In the wake of the #MeToo movement, many women have been empowered to tell their stories of sexual abuse, assault, and harassment.
In a Facebook group for women grapplers where I’m a member, I’ve seen a lot of posts lately from sexual assault survivors. The most recent is from a woman whose alleged perpetrator is a high profile Brazilian Jiu Jitsu black belt.
In the comments, group members debated the merits of the accusation and whether it was fair of the poster to reveal his identity.
They’re missing the point.
There’s nothing more dangerous than a sexual predator who’s a black belt in any martial art, but especially BJJ, a sport that specializes in taking your opponent to the ground and keeping them there.
Think for a moment about what that means.
If you’re not wary around a BJJ black belt who’s accused of sexual assault, you’re an idiot.
We all want to be fair. But don’t be so nice that you put your own safety at risk.
Be A Safe Bitch.
We do it all the time, override our most primitive survival instincts out of a misguided need to be nice. Like generations of women before us, we were taught to be good and never make waves.

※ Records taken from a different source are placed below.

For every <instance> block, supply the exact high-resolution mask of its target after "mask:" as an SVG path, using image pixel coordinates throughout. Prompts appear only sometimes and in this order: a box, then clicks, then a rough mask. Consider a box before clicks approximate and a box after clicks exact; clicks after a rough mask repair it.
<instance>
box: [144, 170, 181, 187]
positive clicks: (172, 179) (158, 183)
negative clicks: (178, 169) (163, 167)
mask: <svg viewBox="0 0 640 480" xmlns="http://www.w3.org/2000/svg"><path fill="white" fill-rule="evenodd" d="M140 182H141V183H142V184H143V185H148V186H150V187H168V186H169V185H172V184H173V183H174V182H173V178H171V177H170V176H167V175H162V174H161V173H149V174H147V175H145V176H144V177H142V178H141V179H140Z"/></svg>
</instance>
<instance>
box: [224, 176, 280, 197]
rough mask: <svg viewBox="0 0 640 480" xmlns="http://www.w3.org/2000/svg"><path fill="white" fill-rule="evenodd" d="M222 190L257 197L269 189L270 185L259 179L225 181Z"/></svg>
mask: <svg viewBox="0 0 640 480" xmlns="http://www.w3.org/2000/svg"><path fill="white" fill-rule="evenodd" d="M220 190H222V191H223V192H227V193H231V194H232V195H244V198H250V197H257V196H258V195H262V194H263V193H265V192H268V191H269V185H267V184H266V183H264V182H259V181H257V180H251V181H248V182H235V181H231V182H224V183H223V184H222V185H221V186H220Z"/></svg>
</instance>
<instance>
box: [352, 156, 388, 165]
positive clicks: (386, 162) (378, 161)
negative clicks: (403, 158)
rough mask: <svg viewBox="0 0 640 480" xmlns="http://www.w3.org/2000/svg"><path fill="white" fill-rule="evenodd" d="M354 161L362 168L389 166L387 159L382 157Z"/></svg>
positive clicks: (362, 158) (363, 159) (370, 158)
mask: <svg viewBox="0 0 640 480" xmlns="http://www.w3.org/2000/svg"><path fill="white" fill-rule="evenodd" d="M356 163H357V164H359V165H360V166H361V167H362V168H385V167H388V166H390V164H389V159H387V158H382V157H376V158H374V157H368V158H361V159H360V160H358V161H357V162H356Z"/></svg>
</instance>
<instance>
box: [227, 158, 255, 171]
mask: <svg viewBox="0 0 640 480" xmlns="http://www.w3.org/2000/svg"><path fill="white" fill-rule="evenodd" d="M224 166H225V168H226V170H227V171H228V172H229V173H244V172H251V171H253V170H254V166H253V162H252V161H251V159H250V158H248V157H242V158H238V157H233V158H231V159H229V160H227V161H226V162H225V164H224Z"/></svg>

Fuck that. I’d rather be a safe bitch than a nice girl.
If a friend tells you they were raped and you don’t believe them, you’re an asshole.
- False rape accusation are rare, and in line with false claims for other kinds of crime.
- Sexual assault survivors face severe social stigma, including victim-blaming messages. Why would anyone seek that out?
It can be harder to believe an acquaintance or a stranger than a loved one. Especially if you know the guy. The first question, the one thing we all want to know after a sexual assault accusation: Did he do it?
This is going to sound weird, but stay with me. It. Doesn’t. Matter.
You don’t need to become judge and jury every time a guy is accused of sexual assault. A potential rapist is a potential threat and should be treated as such—even if he’s not a black belt.
No one deserves your trust. Especially not a stranger. Trust is meant to be earned.
Is He A Potential Threat?
It’s fascinating the way men size each other up as a potential threat, based on body size and other characteristics. I doubt they stop to wonder whether it’s fair.
A quick thought experiment.
Your closest male friend is at a party talking to a guy you’ve never met. When the stranger walks away, a mutual friend says, “That dude’s crazy. When he gets drunk, he’ll kick your for looking at him wrong.”
How do you think your friend would behave after that? Carefully, I bet. He’d be a fool not to.
You should treat accused rapists the same way.
After college I dated this guy for a few weeks. What I remember most about him is his passivity. Years later, a very close friend told me that when they were teenagers, he tried to rape her.
You never know what someone is capable of.